Mais um triste episódio veio à tona essa semana e expôs uma história de dor, recheada por vários tipos de violência contra uma mulher. A atriz Klara Castanho, de 21 anos, foi estuprada, engravidou e escolheu parir a criança e entregá-la à adoção consciente (amparada pela lei). Foi vítima de uma extrema desumanidade através de comentários cruéis do tribunal dos “donos da verdade” que impera na internet, onde em geral todas as premissas partem de um ponto comum: a ignorância perversa. Resultado: o linchamento virtual provocou uma onda de todos os tipos de violência contra a jovem já tão exposta.

A tortura psicológica sofrida por Klara não ocorreu apenas através do estupro, ela se manifesta em forma de constrangimentos quando a violentada precisa vir à público expor sua intimidade. Arguida por uma imprensa descompromissada e por especialistas da área da saúde desprovidos de ética, moral, caráter e profissionalismo.
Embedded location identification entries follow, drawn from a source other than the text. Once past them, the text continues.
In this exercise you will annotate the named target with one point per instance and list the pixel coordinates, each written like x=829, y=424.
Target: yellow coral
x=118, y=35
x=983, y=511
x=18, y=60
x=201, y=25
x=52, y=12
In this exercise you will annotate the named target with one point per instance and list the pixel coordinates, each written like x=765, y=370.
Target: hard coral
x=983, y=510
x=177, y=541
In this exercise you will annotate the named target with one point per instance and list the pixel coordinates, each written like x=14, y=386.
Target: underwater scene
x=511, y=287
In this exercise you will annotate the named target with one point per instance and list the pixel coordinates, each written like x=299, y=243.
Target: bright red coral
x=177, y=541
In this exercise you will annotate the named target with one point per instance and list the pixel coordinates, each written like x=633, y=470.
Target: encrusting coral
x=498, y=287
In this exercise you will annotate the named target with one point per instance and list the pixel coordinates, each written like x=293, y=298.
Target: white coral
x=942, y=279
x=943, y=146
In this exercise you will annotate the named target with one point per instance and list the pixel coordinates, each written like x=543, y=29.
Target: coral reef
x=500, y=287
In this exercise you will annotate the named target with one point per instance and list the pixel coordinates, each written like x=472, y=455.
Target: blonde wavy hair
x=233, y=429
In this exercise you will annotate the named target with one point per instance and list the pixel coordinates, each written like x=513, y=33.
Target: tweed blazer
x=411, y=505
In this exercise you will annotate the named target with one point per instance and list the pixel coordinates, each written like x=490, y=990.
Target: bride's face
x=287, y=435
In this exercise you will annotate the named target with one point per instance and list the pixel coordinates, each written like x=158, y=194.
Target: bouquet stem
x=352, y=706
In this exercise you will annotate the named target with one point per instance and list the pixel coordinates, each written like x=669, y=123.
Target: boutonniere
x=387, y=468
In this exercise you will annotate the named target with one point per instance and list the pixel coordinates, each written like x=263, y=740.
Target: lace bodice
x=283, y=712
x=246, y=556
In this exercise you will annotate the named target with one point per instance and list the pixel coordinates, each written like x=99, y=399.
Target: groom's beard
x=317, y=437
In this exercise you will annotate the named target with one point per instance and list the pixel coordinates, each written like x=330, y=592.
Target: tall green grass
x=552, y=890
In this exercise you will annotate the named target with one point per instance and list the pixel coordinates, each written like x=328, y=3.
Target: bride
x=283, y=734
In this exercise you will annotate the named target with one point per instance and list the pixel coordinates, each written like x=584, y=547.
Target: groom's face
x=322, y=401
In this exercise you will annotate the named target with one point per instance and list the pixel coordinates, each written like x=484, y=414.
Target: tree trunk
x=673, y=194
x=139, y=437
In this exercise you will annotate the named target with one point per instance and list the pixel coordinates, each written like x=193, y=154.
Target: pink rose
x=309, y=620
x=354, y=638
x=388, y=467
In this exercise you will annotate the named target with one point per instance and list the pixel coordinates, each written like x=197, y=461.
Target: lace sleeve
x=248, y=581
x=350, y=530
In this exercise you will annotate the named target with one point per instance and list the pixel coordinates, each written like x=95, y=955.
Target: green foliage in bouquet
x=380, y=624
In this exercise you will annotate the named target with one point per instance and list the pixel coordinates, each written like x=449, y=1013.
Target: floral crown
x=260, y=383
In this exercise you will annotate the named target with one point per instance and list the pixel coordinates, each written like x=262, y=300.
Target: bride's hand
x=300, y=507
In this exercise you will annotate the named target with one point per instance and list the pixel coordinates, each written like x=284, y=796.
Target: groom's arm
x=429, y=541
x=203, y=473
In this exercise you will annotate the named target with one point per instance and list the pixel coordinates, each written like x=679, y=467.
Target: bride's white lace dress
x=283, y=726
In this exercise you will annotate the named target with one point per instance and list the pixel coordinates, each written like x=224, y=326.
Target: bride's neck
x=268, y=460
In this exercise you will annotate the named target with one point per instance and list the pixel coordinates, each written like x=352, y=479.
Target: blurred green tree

Um circo de horrores que evidencia traços da cultura de violência machista e autoritária que vivemos em nossa sociedade, onde o corpo da mulher deixa de ser responsabilidade dela.

Dentro do pacote de violências entranhadas neste caso doloroso, podemos citar: a violência física caracterizada pelo estupro; a violência moral; a violência da exposição e violação da intimidade; a violência dos julgamentos nas redes sociais (praça pública para as execuções); a violência psicológica, principalmente, por não ter condições emocionais de exercer a maternidade e com isso precisar entregar a criança para adoção; a violência da intolerância; a violência da falta de empatia e acolhimento, que colocam a vítima no papel de culpada. Enfim, fato é que, para quem vive do consumo das matérias sensacionalistas despejadas nos meios de comunicação, em alguns dias ou semanas, essa tragédia será apenas mais um mero episódio de violência. Porém, para a atriz, sua família e, futuramente, para essa criança, as marcas emocionais de tamanha dor, sem dúvida alguma, perdurarão para toda uma vida.

Esse comportamento de ódio, julgamentos e empatia reversa, provoca, instala e ativa o pior que existe no ser humano, além de desencadear na vítima marcas psicológicas, em muitos casos, irreversíveis, devido à coerção psicológica sofrida pelos perversos. Sem contar que o estupro sofrido pela atriz também atinge sua liberdade e seu estado psíquico emocional, uma vez que seu direito de escolha pela privacidade também foi violado e desrespeitado.

A grande verdade é que as vítimas de abusos físicos, morais ou psicológicos precisam e devem receber acolhimento empático, sem julgamentos. Além disso, o acompanhamento psicoterápico também é de suma importância para reconstruir e ressignificar abismos provocados pela insegurança e pelo medo. Elevar a autoestima e empoderar o indivíduo a acreditar que a vida continua, apesar de toda exposição e violação da intimidade.

Enfim, mesmo em meio à dor, Klara teve um ato de extrema coragem que foi entregar a criança para que possa receber afeto e se desenvolver emocionalmente em outro lar. Visto que, a adoção, em casos de estupro, não é considerada abandono de incapaz. No entanto, a falta de informação, a ignorância e a maldade cruel fazem com que pessoas que deveriam proteger e ajudar, usem da fragilidade da vítima para se promover, ignorando o fato de que, maternar não é o único papel da mulher. Infelizmente, o que aconteceu com a atriz é mais uma triste constatação de que vivemos em uma sociedade carente de amor, de proteção, de valores, de caráter e de informação. E enquanto não virar uma prática humana, exercer a empatia e exterminar o falso direito de julgar o outro, ainda veremos vítimas de violência e abusos arrastando correntes eternas e colecionando feridas e marcas por toda a vida.